After getting a brief look at some of the womens talent on display, it was time for the first mens singles match of the day. The number 4 seed Andrej Martin faced Germany’s Nils Langer. Both players struggled on serve in the first set, serving below 50% and hitting a combined 8 double faults. Martin missed his opportunity to serve at the first set a 5-4, but it didn’t matter in the end as he the Slovak dominated the tiebreak to take the first set 7-6. There were some absorbing rallies, and good all court play from both players but ultimately the world number 185 was too strong. Martin breaks Langer to take the match in straight sets.
My attention soon turned to court 8 as the match between eighth seed Matteo Viola, and British qualifier Marcus Willis was about to begin. Willis has defeated Daniel Evans to qualify for the event, so he was coming into the match in good form; and he soon showed it. Using his big serve and variety, the Brit took apart his Italian opponent in less than an hour. 6-2,6-2 was the final result, resulting in a rather tame exit for the number eight seed. As for Willis, watching this match made me wonder why Willis is ranked 357 in the world. He has certainly showed that he has the talent to be ranked a lot higher. His use of the slice, drop shot and serve were particularly impressive today.
Whilst Willis was busy defeating Viola, another Brit took to the court on number six. Roughly 100 places separate Daniel Smethurst and Andrea Arnaboldi in the rankings, but that didn’t matter to the British wildcard. The match was as tight as you can get, but Smethurst managed to squeak the lead, 7-5. The Brit’s ability to come to the net effectively was causing the fifth seed problems, but Arnaboldi seemingly found a way to counter it.
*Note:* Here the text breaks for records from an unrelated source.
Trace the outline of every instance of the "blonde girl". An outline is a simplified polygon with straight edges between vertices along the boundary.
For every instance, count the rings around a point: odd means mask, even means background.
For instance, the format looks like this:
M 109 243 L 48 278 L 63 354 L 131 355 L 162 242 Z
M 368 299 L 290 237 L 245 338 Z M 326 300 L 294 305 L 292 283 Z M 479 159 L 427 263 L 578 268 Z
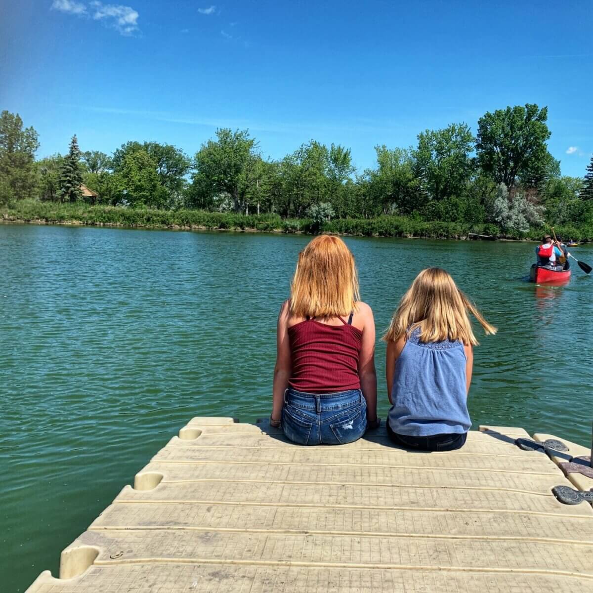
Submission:
M 397 445 L 422 451 L 463 447 L 471 426 L 467 394 L 478 342 L 468 312 L 482 317 L 453 279 L 423 270 L 401 298 L 383 336 L 387 342 L 387 433 Z
M 272 426 L 302 445 L 337 445 L 378 425 L 375 322 L 339 238 L 315 237 L 299 254 L 276 343 Z

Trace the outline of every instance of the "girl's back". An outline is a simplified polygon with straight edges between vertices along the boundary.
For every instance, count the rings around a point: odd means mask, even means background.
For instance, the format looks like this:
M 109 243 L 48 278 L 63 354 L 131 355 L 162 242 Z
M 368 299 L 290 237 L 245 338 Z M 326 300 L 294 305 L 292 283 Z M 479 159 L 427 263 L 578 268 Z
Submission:
M 460 340 L 423 342 L 413 331 L 396 361 L 389 425 L 401 435 L 466 432 L 467 359 Z

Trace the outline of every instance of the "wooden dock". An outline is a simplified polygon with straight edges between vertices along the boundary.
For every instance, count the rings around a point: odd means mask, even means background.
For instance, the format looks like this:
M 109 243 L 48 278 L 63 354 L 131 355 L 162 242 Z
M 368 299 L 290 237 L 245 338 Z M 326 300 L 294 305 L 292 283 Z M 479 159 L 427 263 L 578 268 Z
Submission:
M 62 552 L 60 578 L 27 591 L 593 591 L 593 508 L 552 492 L 593 487 L 557 464 L 590 452 L 518 438 L 482 426 L 459 451 L 410 452 L 382 427 L 306 447 L 265 423 L 194 418 Z

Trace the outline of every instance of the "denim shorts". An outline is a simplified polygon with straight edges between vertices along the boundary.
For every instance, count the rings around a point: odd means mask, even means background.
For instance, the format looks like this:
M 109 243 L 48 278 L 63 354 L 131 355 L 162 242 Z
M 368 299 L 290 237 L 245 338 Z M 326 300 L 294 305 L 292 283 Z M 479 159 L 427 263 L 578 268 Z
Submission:
M 300 445 L 350 443 L 366 429 L 366 401 L 359 389 L 320 394 L 289 387 L 282 427 L 286 438 Z

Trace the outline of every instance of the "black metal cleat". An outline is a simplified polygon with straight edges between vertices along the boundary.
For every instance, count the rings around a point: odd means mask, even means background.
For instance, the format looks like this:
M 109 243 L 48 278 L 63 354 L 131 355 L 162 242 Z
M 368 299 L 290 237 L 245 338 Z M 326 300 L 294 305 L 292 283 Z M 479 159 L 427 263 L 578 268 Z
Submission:
M 555 486 L 552 493 L 565 505 L 578 505 L 583 500 L 593 504 L 593 492 L 591 490 L 575 490 L 568 486 Z

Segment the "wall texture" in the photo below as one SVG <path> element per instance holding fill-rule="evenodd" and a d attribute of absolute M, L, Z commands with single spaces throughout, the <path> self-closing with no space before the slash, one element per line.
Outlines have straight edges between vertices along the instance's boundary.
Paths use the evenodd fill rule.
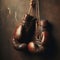
<path fill-rule="evenodd" d="M 1 0 L 0 3 L 0 60 L 60 60 L 60 0 L 40 0 L 41 19 L 47 19 L 53 25 L 52 41 L 56 51 L 51 52 L 51 55 L 54 52 L 52 57 L 24 54 L 11 45 L 16 25 L 28 12 L 29 0 Z"/>

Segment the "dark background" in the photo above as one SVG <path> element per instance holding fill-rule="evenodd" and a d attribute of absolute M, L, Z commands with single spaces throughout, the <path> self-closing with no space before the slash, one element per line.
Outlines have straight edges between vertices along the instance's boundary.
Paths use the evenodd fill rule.
<path fill-rule="evenodd" d="M 12 47 L 13 31 L 28 9 L 29 0 L 0 0 L 0 60 L 60 60 L 60 0 L 40 0 L 41 19 L 53 26 L 53 49 L 56 48 L 49 56 L 29 55 Z"/>

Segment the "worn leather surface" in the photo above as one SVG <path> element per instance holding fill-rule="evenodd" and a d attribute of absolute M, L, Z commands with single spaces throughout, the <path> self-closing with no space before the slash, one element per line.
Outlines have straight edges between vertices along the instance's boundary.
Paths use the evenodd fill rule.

The Italian broke to serve for the set, but the Smethurst remained headstrong and broke back to make it 5-4. The set seemed destined for a tiebreaker at this point, and that’s what we got. Smethurst got the early mini-break and raced ahead to a 6-1 lead. Arnaboldi was game enough to save three match points, but at 6-4, Smethurst delivered an un-returnable serve to seal the match. The good fortune of the British players continued.
There was a guarantee that another British player would advance to the second round as an all British clash was next on court 6. Edward Corrie faced Alexander Ward in what turned out to be on of the more one sided matches of the afternoon. Ward came out of the blocks firing serves like Ivo Karlovic, but it wasn’t too long before Corrie took control of the match. 100 places separated them in the rankings, and it certainly showed as Corrie tightened his grip on the match with his more aggressive play. The world 243 broke to win the first set, and early in the 2nd set on his way to sealing a comfortable 6-3,6-3 victory.
The last British hopeful was a local player named Ewan Moore. He faced Italian Roberto Mancora, who is ranked 233 in the world. It was all too easy for Mancora as he raced to a straight sets win in under an hour.
In other results, Maxime Authom straight setted Ireland’s Louk Sorensen for the loss of two games. Tristan Lamasine dispatched his qualifier opponent, Pirmin Haenle in straight sets 6-2,7-6. Finally in the only three setter of the day, Pedja Krstin came from a set down to beat higher ranked opponent Jozef Kovalik 3-6,6-3,6-3.
The action will continue tomorrow with the rest of the ATP challenger first round matches, and the start of the ITF women’s singles main draw featuring Tennis Atlantic’s own, Conny Perrin.